Of course, differences in incomes can have explanations apart from race. Even so, after other factors are accounted for, race still seems to play a role in how people fare financially.
A greater portion of white households have both a husband and wife present and have two or more wage-earners. So the question arises whether income ratios would change if black families had the same proportion of single parents and married couples as white households now do.
The answer is: No. Were this change to occur, the income for black families would only rise from $580 to $732 for each $1,000 earned by their white counterparts, not exactly an impressive improvement.
Usually, more education brings a higher income. But the catch for black men is that even when they reach the same academic level as white men, their incomes stay several steps behind. Hence the advice so often offered to blacks, that they should stay in school, seems valid only insofar as it informs them that with education they will move ahead of others of their own race.
Black women come much closer to parity with their white counterparts, making between $925 and $1,002 for each $1,000 earned by white women at their level.
The greater equity among women results largely from the fact that few women of either race rise far in the earnings hierarchy. The comparative status of black women warrants only a muted cheer: Achieving equality is easier with an underpaid cohort.
Measured in economic terms, the past two decades have not been auspicious for Americans of any race. Between 1970 and 1990, the median income for white families, computed in constant dollars, rose from $34,481 to $36,915, an increase of 8.7 percent. In these decades, black family income barely changed, going from $21,151 to $21,423.
In relative terms, black incomes dropped from $613 to $580 for each $1,000 received by whites. The incomes of white men also dropped in this period, so if white families recorded a modest rise, it was because more of them had wives who went to work.
However, medians - like averages - can conceal important variations. Although during the two decades the proportion of black households with incomes over $50,000 expanded by 46 percent, that did not mean that many black men and women have jobs paying at that level.

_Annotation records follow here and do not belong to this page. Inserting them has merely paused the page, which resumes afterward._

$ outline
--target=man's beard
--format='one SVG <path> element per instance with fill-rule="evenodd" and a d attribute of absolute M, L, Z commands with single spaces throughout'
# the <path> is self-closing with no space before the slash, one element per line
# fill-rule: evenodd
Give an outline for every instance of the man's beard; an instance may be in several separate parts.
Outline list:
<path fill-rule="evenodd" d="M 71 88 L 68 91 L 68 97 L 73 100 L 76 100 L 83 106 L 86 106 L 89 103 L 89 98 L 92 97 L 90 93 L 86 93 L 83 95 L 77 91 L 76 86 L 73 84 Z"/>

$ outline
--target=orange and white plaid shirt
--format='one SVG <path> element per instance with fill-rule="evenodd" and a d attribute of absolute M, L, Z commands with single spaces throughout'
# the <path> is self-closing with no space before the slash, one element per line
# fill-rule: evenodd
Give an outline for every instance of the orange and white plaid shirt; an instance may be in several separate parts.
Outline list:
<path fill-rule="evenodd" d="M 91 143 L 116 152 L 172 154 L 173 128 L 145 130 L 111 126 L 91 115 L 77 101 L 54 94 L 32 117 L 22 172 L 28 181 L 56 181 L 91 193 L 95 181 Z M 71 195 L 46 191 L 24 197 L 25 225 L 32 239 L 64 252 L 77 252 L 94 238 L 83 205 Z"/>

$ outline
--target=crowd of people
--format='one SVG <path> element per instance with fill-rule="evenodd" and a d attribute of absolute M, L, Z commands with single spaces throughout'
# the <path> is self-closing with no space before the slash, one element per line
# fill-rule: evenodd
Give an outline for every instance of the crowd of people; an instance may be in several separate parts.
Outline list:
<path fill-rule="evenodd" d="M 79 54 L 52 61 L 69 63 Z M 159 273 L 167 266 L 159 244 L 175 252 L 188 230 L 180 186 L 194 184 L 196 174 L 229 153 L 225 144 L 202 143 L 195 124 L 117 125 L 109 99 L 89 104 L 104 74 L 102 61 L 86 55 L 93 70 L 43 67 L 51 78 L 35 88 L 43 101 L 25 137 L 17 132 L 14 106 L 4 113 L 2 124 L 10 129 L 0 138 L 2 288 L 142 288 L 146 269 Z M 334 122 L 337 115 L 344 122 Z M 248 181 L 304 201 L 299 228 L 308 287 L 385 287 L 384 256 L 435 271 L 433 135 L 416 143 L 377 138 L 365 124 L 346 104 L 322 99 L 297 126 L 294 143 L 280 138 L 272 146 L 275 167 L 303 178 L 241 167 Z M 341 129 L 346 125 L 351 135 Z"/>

Indeed, only 3.4 percent of all black men make $50,000 or more; most $50,000 households result from two or more sets of earnings. In contrast, 12.1 percent of white men receive more than $50,000, and many more of them are the sole or dominant earners in their households.
So while there is now a much larger black middle class, more typically the husband is likely to be a bus driver earning $32,000, while his wife brings home $28,000 as a teacher or a nurse. A white middle-class family is three to four times more likely to contain a husband earning $75,000 in a managerial position, allowing him to support a nonworking wife.
It is not easy to visualize these two couples living on the same block, let alone becoming acquainted with one another.